From forced labor practices to poor quality products, the retail and fashion industries have been plagued with problems fueled by consumerism, ultimately underlining the need for more sustainable business practices.
“The truth is that the fashion industry is a major polluter in the world, and it is actively accelerating our planet towards a climate catastrophe. We are beginning to see around the world legislation bubbling up that would curb the impact of the fast fashion industry,” says Elizabeth Segran, Fast Company senior writer, in a recent podcast for USA Today.
Brands like Temu and Shein, both based in China, are known for producing clothing pieces at remarkable speed for low prices, but they’ve also been accused of unsustainable business practices, and stealing ideas from designers. They’re notorious for monopolizing clothing factories. For example, Temu has accused Shein of forcing its manufacturers to sign exclusivity agreements so they are unable to work with anyone else. In a civil lawsuit filed last year, Temu has alleged that Shein’s practices essentially “lock up the supply chain.”
“Temu, its biggest competitor, is saying that Shein is using mafia-like tactics to basically ensure that no other companies can come in and use those same factories,” Segran notes.
Amy Kostelansky, a Master of Science in Sustainable Management student, is a consultant in the fashion industry who has experience working for a number of designers and a large swimwear company. She’s worked in corporate social responsibility and sees the danger of fast fashion affecting the industry as a whole. Her work in CSR began after she saw a documentary exploring the social aspects of manufacturing in third-world countries.
“That really frightened me, and it made me feel horrible knowing that working in the fashion industry that my company could be complicit in that. I mean, I know that we’re very socially compliant, so I know that we’re not. However, it just kind of woke something up in me. I asked the company if anything came up related to sustainability to consider involving me. I helped launch a sustainable swimwear line for Kohl’s. And then in 2021, I became part of the newly created Corporate Social Responsibility team.”

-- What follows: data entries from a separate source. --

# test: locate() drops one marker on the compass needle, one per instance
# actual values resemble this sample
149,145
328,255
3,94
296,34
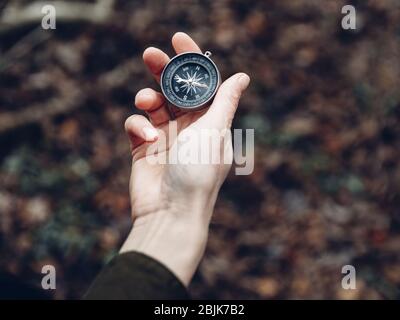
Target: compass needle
190,80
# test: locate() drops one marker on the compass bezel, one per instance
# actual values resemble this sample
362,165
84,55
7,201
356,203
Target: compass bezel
195,106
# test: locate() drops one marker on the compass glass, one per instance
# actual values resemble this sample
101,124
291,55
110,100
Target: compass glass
190,80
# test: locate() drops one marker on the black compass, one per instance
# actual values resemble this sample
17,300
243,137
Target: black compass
190,80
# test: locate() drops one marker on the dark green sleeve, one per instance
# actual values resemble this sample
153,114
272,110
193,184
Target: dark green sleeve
135,276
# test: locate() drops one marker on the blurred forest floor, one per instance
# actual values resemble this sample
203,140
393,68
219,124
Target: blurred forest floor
325,106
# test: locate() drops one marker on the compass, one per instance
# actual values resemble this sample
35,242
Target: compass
190,80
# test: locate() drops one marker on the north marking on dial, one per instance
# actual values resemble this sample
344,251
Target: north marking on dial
191,83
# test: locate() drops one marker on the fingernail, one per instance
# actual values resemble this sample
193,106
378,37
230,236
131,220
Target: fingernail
244,80
150,134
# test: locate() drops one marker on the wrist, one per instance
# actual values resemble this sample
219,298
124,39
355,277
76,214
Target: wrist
175,236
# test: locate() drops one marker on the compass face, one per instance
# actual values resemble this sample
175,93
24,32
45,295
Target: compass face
190,80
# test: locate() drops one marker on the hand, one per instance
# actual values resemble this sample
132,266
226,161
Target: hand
172,204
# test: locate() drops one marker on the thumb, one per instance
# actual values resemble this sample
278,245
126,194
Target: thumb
223,108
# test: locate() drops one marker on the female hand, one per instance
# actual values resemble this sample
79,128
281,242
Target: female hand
172,203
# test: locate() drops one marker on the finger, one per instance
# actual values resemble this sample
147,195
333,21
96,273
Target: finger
223,108
139,130
183,43
155,60
154,104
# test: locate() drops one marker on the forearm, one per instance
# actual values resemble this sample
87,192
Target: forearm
175,236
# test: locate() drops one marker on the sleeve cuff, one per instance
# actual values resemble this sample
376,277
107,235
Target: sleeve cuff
135,276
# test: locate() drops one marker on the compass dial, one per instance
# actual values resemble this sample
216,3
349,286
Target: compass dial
190,80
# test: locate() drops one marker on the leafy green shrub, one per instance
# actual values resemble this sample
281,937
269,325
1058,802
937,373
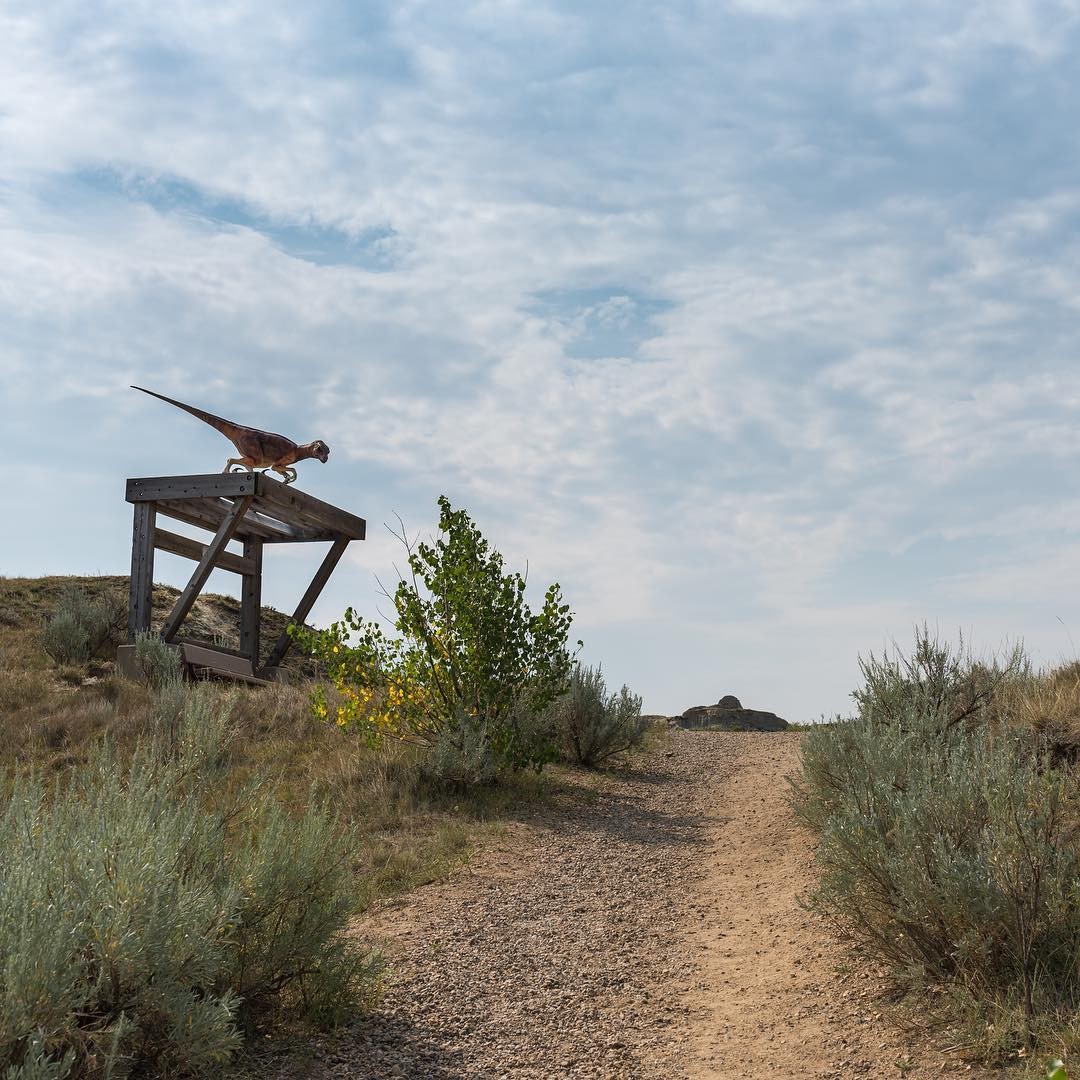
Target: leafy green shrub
945,846
594,725
143,917
81,628
160,663
473,669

A year later, she began doing process operations, a role she filled while simultaneously fulfilling CSR responsibilities. “We were reporting our carbon emissions per the requirements of a couple of our biggest customers. And that was all kind of self-taught. One of my colleagues had started it, taught herself, created some spreadsheets, and then taught me. And then I took it a step further to really understand how to collect and quantify carbon emissions.”
Her company was also certified under the Textile Exchange’s Recycled Claim Standard, which basically means that its supply chain is capable and competent in certifying a material to a certain standard throughout different nodes of the supply chain. This gives the consumer the ability to make more informed decisions about the products they choose to buy.
“So by the time we receive the product, we can say to our customer, this is indeed recycled–a garment made of recycled material underneath this standard, and the entire supply chain has been certified to that standard,” Amy says.
In June 2022, the US government signed into law the Uyghur Forced Labor Prevention Act, which says companies cannot import anything into the US that has been made in whole or in part by cotton sourced from the Xinjiang region of China. This is because of forced labor practices on the Uyghur people. The act has been a catalyst for companies to think about their supply chains, traceability, and getting to know their supply chain so intimately that they can say their product is compliant.
If a product is found to be noncompliant, US Customs and Border Protection detains it until they verify its compliance. These detentions can last up to several months. If a product is found to have been sourced in that region, it’s either shipped back or destroyed, potentially causing a company financial and reputational harm.
Fast fashion is problematic not only from a labor standpoint, but for its ability to skirt governance.
“It’s just bad,” Amy says. “Because of the speed that these things are being manufactured, at the cost that they’re being manufactured, it makes it very evident that there could be safety issues behind the apparel, and that there’s great potential for forced labor in their supply chains. These are things that people don’t think of because they see something cute and it’s marketed well, so people buy it. And I understand that. I’m from the fashion industry, so I love cute things.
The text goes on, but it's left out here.